Abstracts

Response to Phenylbutyrate in a Child with SLC6A8 X-linked Creatine Transporter Deficiency

Abstract number : 2.484
Submission category : 4. Clinical Epilepsy / 4C. Clinical Treatments
Year : 2023
Submission ID : 1373
Source : www.aesnet.org
Presentation date : 12/3/2023 12:00:00 AM
Published date :

Authors :
Presenting Author: Jojo (Qian-Zhou) Yang, MD – University of North Carolina, Chapel Hill

Zachary Grinspan, MD – Cornell University; Elizabeth Jalazo, MD – Pediatrics – University of North Carolina, Chapel Hill

Rationale:

Creatine transporter 1 (CT1) deficiency (CTD) is a main cause of male intellectual disability. Variants in the X-linked SLC6A8 gene cause a spectrum of autism, neurodevelopmental disability, and epilepsy. Epilepsy is typically responsive to conventional antiseizure medications.1 However, there is no effective treatment for CTD, and for some the epilepsy becomes drug refractory. Supplementation with creatine, arginine, and glycine have not shown sustained improvements.2

Phenylbutyrate (PBA), 4-phenylbutyric acid, is an FDA-approved treatment for urea cycle disorders. PBA may have a chaperone effect in six CTD variants in vitro3. PBA also shows promise in mouse models of SLC6A1 and STXBP1.4 We hypothesized that in one boy with CTD, severe epilepsy, and autism, PBA may improve EEG background, seizure burden, caregiver impression of behavior, or increased creatine peak on MR spectroscopy (MRS).



Methods:

A nine year old boy was diagnosed with CTD (c.321_323delCTT [p.Phe107del]) at three months of age due to a proband older sibling. Seizures began at age two with a febrile illness, well controlled on levetiracetam. At age seven, he had an episode of refractory status epilepticus, and subsequently developed drug refractory localization-related epilepsy failing phenobarbital, lacosamide, oxcarbazepine, cannabidiol, and perampanel. Seizures were right frontal onset; he underwent stereotactic EEG and right middle frontal gyrus focal resection at age eight. Surgical pathology demonstrated focal cortical dysplasia type IIa. Following resection, he had 1.5 months of seizure freedom before seizures recurred at a similar frequency every three weeks. 

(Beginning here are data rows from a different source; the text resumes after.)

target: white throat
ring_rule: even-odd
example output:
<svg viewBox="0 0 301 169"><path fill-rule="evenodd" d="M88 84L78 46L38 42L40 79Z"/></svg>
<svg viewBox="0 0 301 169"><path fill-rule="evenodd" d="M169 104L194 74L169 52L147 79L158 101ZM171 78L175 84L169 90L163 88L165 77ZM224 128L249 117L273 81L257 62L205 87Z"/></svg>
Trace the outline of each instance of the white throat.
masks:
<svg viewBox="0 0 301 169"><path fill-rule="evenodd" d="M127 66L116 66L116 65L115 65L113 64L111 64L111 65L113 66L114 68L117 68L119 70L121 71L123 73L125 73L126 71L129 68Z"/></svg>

The patient was admitted for continuous EEG and initiation of glycerol phenylbutyrate. Titration schedule followed FDA approved guidelines to goal 11.2 mL/m2/day5. The patient was evaluated at 1, 2, 3, and 6 months of therapy. MRI brain with MRS was obtained at three and six months of therapy.



Results:

The patient experienced no adverse effects related to PBA. Immediately after initiation, there was no change in EEG background which showed moderate diffuse slowing with occasional right frontal spikes. Seizure burden (focal to bilateral tonic clonic) remained unchanged at three and six months by caregiver report. Caregivers reported subjective mild to moderate improvement in behaviors (hyperactivity and impulsivity) from pre-treatment baseline at one and two months, and a mild improvement at three and six months, though did request a trial of stimulant medications at six months. MRS showed no change in creatine peak at three and six months.



Conclusions:

Improvement in caregivers’ impression of behaviors was not sustained. Notably, functional studies on this individual’s variant are not available, and this variant was not one of the six CTD variants included in the study suggesting PBA has a chaperone effect. The variant is in a highly conserved phenylalanine in transmembrane domain 2, but whether this produces a misfolded protein amenable to chaperone therapy is unknown.6 Finally, time to treatment response is unknown; it is possible that a longer treatment duration is necessary. Further studies of PBA in other variants are needed.